Supreme Court, Appellate Division, Third Department, New York.
The PEOPLE of the State of New York, Respondent, v. Herman FIGUEROA, Appellant.
Decided: March 11, 2021
Before: Garry, P.J., Egan Jr., Lynch, Clark and Reynolds Fitzgerald, JJ.
G. Scott Walling, Slingerlands, for appellant. Robert M. Carney, District Attorney, Schenectady (Peter H. Willis of counsel), for respondent.
MEMORANDUM AND ORDER
Appeal from a judgment of the Supreme Court (Hogan, J.), rendered June 7, 2018 in Schenectady County, convicting defendant upon his plea of guilty of the crime of attempted rape in the first degree.

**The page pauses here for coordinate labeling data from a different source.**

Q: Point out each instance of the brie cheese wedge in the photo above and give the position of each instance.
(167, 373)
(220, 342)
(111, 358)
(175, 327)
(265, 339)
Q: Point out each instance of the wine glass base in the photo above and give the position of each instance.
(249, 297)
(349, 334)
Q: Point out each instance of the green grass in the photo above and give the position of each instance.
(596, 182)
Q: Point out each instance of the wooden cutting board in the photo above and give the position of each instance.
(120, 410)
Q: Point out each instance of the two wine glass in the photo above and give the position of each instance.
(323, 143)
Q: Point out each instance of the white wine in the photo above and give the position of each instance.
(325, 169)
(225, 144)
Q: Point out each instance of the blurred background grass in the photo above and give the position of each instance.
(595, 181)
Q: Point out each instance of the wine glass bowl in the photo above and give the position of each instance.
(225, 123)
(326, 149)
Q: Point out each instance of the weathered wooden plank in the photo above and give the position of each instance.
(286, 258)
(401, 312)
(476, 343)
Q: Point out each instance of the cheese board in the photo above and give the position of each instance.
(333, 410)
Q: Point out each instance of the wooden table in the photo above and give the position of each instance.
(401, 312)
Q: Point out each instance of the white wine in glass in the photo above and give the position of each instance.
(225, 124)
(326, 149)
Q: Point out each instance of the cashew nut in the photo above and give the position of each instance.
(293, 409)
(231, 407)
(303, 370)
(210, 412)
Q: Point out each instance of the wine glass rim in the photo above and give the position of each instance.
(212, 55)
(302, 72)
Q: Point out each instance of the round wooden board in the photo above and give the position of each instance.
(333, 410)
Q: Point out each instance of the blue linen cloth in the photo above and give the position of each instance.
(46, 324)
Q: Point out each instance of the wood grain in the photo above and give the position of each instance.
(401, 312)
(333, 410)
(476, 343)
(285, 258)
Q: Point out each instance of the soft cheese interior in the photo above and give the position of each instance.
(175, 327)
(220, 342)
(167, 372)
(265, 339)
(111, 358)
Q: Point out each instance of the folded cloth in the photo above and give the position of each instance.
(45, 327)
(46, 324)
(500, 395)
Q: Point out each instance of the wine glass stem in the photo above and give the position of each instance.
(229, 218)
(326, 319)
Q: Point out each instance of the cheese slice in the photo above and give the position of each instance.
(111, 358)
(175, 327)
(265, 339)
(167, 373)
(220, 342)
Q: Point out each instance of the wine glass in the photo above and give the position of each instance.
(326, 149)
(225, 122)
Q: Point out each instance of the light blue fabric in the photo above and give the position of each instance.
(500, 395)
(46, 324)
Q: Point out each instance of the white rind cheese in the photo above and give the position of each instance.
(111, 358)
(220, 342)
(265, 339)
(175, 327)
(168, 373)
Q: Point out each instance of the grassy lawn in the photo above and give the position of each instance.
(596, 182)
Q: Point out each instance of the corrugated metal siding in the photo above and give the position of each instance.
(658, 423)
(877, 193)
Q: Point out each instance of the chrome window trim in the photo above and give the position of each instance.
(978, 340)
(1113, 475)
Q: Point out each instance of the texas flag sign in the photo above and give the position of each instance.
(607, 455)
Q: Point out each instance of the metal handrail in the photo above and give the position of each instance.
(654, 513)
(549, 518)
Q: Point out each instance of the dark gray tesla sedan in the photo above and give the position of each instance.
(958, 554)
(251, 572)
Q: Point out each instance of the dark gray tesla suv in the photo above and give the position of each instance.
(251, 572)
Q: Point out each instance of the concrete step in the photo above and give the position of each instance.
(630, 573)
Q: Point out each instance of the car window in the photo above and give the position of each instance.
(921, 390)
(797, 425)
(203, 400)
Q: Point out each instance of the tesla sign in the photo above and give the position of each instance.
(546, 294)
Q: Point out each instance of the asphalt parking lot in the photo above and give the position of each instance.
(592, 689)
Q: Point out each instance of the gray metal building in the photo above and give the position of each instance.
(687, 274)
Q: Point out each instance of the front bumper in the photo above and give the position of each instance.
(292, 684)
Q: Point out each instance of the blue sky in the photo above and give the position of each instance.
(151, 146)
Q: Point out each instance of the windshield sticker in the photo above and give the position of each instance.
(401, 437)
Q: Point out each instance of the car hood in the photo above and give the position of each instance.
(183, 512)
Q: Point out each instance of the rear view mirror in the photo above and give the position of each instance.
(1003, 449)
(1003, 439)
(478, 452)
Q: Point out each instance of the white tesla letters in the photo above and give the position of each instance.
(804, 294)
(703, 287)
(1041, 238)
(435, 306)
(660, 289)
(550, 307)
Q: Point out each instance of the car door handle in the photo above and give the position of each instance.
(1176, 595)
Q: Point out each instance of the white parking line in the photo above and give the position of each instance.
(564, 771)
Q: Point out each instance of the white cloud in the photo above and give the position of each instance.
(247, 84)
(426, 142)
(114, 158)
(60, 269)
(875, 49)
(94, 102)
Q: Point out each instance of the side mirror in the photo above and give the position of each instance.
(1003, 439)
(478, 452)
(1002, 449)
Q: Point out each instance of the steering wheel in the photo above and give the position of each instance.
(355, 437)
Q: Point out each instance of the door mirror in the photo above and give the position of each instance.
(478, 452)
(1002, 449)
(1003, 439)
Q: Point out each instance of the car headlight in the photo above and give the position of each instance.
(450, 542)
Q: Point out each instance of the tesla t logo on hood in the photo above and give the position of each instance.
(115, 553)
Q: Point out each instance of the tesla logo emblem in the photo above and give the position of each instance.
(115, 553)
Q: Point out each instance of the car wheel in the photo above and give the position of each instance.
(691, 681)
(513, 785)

Defendant pleaded guilty to attempted rape in the first degree and purportedly waived the right to appeal. Supreme Court sentenced defendant, as a second felony offender, to five years in prison, to be followed by 20 years of postrelease supervision. Defendant appeals.
Defendant contends that his appeal waiver was invalid. We agree. “An appeal waiver is not ‘knowingly or voluntarily made in the face of erroneous advisements warning of absolute bars to the pursuit of all potential remedies, including those affording collateral relief on certain nonwaivable issues in both state and federal courts’ ” (People v. Anderson, 184 A.D.3d 1020, 1020, 124 N.Y.S.3d 589 , lvs denied 35 N.Y.3d 1064, 1068, 129 N.Y.S.3d 363, 152 N.E.3d 1165 , quoting People v. Thomas, 34 N.Y.3d 545, 566, 122 N.Y.S.3d 226, 144 N.E.3d 970 ). Here, the written waiver signed by defendant indicated that the waiver was an absolute bar to any appeal and stated that defendant was waiving the “right to appeal from any other matters for which I may have an appeal as of right or otherwise in any [s]tate or [f]ederal court, or that I may collaterally attack pursuant to [CPL articles 330 or 440], or through [w]rits of [c]orum [n]obis or [h]abeas [c]orpus, or any other manner, in any [s]tate or [f]ederal court.” Supreme Court did not overcome this overbroad language by ensuring that defendant understood that some appellate and collateral review survived the waiver. Accordingly, we find that defendant did not enter a knowing, intelligent and voluntary appeal waiver (see People v. Thomas, 34 N.Y.3d at 565–566, 122 N.Y.S.3d 226, 144 N.E.3d 970; People v. Anderson, 184 A.D.3d at 1020–1021, 124 N.Y.S.3d 589; People v. Barrales, 179 A.D.3d 1313, 1314–1315, 118 N.Y.S.3d 263 ). As to defendant's remaining claim that the sentence is harsh and excessive, we discern no abuse of discretion or extraordinary circumstances warranting modification of the sentence in the interest of justice (see People v. Brito, 184 A.D.3d 900, 901, 124 N.Y.S.3d 749 ; People v. Rivera, 164 A.D.3d 1573, 1574, 83 N.Y.S.3d 749 , lv denied 32 N.Y.3d 1177, 97 N.Y.S.3d 603, 121 N.E.3d 230 ).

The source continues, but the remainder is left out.